Sinistrés du bidonville de Franc-Moisin à Saint-Denis (93) après son incendie le 15 juin 1970.
© AFP - AFP PHOTOS

Alors que dans une lettre adressée le 24 avril dernier aux ministères de l’intérieur et du logement, les maires de treize villes ont dénoncé la "situation indigne" des migrants en France, retour sur l'histoire du mot "migrant", qui émerge dans la langue française dans les années 1960.

"Nous devons construire collectivement une réponse au défi que pose l’accueil des réfugiés en France.

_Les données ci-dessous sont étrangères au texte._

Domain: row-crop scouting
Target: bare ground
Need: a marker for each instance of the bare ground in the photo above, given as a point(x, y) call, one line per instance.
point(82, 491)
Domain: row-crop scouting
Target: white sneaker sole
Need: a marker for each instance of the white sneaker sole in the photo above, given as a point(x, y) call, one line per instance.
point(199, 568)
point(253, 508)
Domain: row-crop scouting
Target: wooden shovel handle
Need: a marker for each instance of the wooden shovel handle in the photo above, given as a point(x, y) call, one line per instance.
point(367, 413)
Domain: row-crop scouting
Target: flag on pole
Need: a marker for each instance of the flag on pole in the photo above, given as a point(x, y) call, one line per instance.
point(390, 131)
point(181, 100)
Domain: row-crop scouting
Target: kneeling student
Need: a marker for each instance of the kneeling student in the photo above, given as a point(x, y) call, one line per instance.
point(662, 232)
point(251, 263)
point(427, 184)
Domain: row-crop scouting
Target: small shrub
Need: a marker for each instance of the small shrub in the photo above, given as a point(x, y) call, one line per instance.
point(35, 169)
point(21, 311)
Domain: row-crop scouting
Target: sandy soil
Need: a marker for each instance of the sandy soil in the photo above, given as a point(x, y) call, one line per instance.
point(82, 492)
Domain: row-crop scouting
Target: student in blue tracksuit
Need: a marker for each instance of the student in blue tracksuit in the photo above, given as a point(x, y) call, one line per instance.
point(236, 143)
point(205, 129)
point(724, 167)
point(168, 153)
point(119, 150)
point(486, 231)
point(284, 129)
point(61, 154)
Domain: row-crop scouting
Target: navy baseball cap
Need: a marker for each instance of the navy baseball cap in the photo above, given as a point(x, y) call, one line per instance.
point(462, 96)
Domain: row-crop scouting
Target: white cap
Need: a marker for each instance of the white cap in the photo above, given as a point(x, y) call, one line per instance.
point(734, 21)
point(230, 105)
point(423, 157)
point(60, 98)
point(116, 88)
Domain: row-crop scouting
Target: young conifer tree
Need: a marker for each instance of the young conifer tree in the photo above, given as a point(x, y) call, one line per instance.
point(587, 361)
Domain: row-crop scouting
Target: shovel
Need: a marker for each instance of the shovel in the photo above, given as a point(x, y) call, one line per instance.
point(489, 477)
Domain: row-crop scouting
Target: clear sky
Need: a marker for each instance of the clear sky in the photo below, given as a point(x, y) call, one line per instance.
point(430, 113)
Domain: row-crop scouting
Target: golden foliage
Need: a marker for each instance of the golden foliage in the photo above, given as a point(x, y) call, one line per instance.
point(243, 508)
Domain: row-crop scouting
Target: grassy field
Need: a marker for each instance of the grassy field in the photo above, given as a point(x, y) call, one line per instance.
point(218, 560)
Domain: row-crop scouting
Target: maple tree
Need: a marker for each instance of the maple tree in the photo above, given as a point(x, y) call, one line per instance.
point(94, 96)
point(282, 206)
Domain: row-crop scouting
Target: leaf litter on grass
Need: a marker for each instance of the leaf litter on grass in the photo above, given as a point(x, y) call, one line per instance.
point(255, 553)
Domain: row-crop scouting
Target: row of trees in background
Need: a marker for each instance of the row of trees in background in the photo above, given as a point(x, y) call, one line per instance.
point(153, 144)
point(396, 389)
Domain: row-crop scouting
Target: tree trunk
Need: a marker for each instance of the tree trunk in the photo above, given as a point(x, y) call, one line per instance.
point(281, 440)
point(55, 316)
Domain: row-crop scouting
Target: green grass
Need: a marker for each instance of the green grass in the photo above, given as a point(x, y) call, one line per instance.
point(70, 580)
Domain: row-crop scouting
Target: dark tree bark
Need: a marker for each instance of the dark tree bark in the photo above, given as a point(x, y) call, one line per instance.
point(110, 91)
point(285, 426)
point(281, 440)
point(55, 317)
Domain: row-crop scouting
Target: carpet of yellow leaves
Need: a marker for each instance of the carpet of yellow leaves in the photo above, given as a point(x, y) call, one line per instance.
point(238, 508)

C’est pourquoi nous vous demandons de nous recevoir afin d’échanger sur le dispositif d’accueil et d’orientation des migrants." La lettre adressée le 24 avril dernier aux ministères de l'intérieur et du logement par les maires de treize villes de France s'ajoute aux nombreuses actualités qui concernent régulièrement la situation des personnes exilées en Europe. L'occasion de revenir sur l'histoire du terme "migrant".

Un terme qui dépasse sa définition

Il est des termes face auxquels les dictionnaires semblent de peu d'utilité, et "migrant" est de ceux-là. L'Académie française nous apprend qu'un migrant ou une migrante est "une personne qui effectue une migration". Ce qui ne dit rien de tous les implicites que contient le mot. Revenir à son apparition dans la langue donne précisément quelques pistes intéressantes.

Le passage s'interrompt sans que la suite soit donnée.